SVG
Commentary
Australian Broadcasting Corporation

Much to Admire—and Fear—about a Rising China

john_lee
john_lee
Senior Fellow

In an opinion piece in the state-owned People's Daily newspaper last month, president of China's Foreign Affairs University Wu Jianmin argued that Western countries still hold deep prejudices against the country's political system and the Chinese Communist Party (CCP).

According to Wu, there would be much less fear and prejudice if the West made greater efforts to understand the 'real' China.

It makes sense to make more effort to understand such a great, large and enduring country in our region. But deeper understanding will not always lead to greater agreement, and nor should it.

There is much to admire and also fear if China is to emerge as the most powerful country in the region.

First things first: we should reject the false argument that only Western countries--inflicted with their prejudices--fear a powerful China. It is well known that China has emerged as the largest trading partner of every major country in the region, including Japan, South Korea, Vietnam, Singapore and Australia. China is the largest trading partner of India in Asia.

Even so, all of these countries have deepened their strategic and military relations with America and each other as an insurance against China's rise. Indeed, China has no genuine allies to speak of, with the possible exception of North Korea.

For a country of such enormous economic importance to its neighbours, there is a case to be made that China is emerging as the loneliest rising power in world history.

We should also address another prevailing myth: that it is only prejudiced Western minds that fear the rise of an authoritarian China. In fact, China is rising in an environment within which every regional great power--Japan, South Korea, India, Indonesia and Australia--is also a liberal democracy.

In other words, while democracy can be traced back to the Ancient Greeks, the contemporary embrace of democracy is hardly just a Western obsession.

This leads to the question of why we should fear the rise of a powerful and still authoritarian China.

The first reason is one of transparency. All of Asia's great liberal democracies have a comparatively free press. Debates on foreign policy are carried out in the open. And when democratic governments are suspected of deceiving the population or concealing important information from them, they are roundly criticized or even removed from office during periodic elections.

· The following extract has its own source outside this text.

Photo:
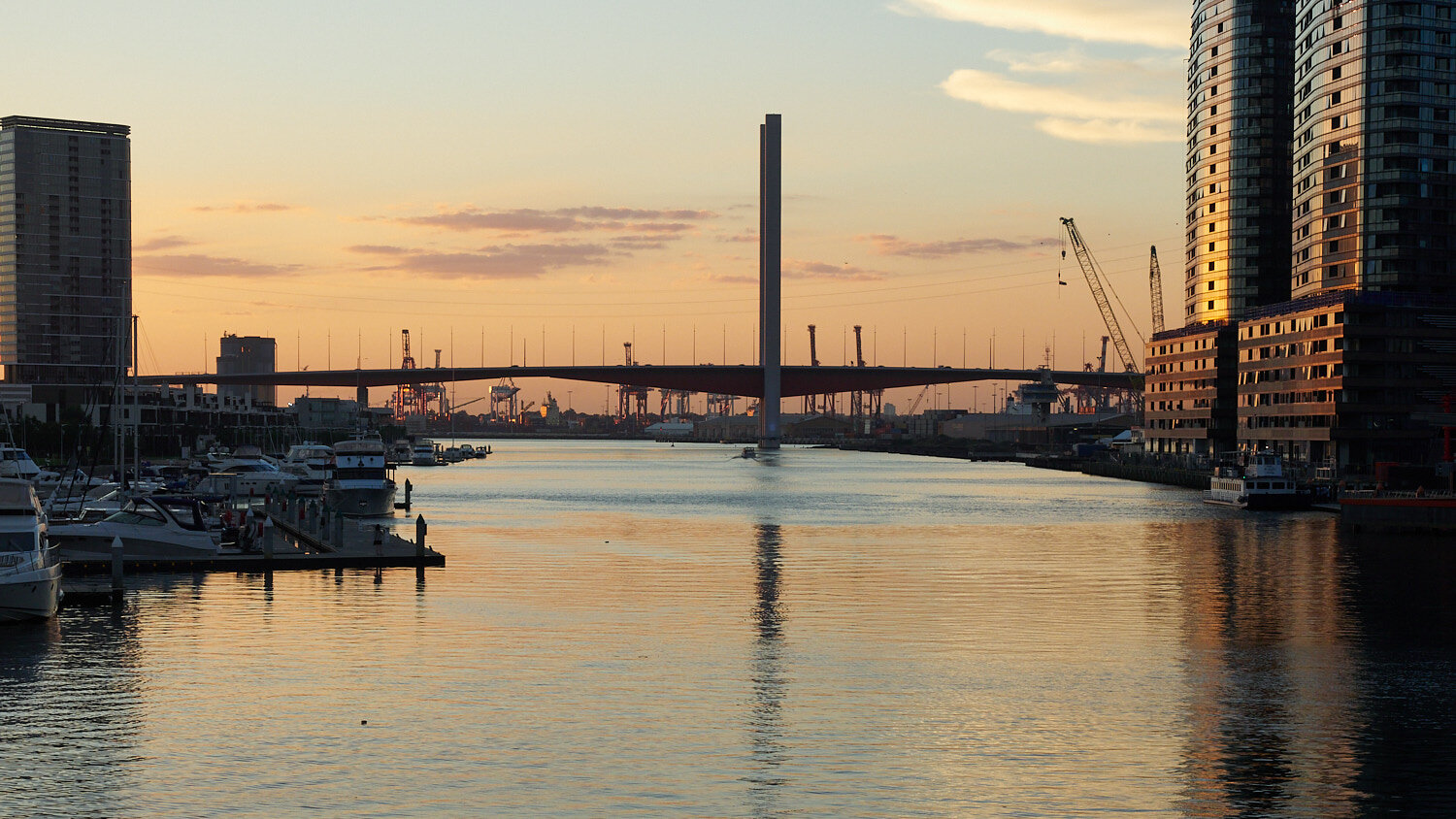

In contrast, Chinese politics and policy is still largely conducted behind closed doors--with a largely compliant state-owned media serving as a mouthpiece for the government.

The Chinese Communist Party (CCP) is not asked to explain or justify their policies before implementation. Outsiders and many even many Chinese officials remain unsure as to who actually makes the key decisions in the country, and how these are decided. In other words, how Beijing thinks and what it will do is opaque and perhaps even inherently unknowable.

The second reason is one of political character. Although China is very different to the place that was ruled by Mao Zedong from 1949-1976, the CCP still largely stands above the law.

All political and administrative posts throughout the six levels of government are appointed by party officials from the top down. Judicial officers are also appointed by the CCP and must swear allegiance to the party. All court decisions must be approved by committees staffed by CCP officials. The CCP's Central Organization Department even directly appoints senior executives of state-owned-enterprises (SOEs), which considerably enhances the CCP's influence in China's state-dominated economy.

The upshot is that in such a set-up, rule-of-party will ultimately triumph rule-of-law in any conflict. These are hardly the conditions within which habits of compromise, tolerance and negotiation become learned behaviours.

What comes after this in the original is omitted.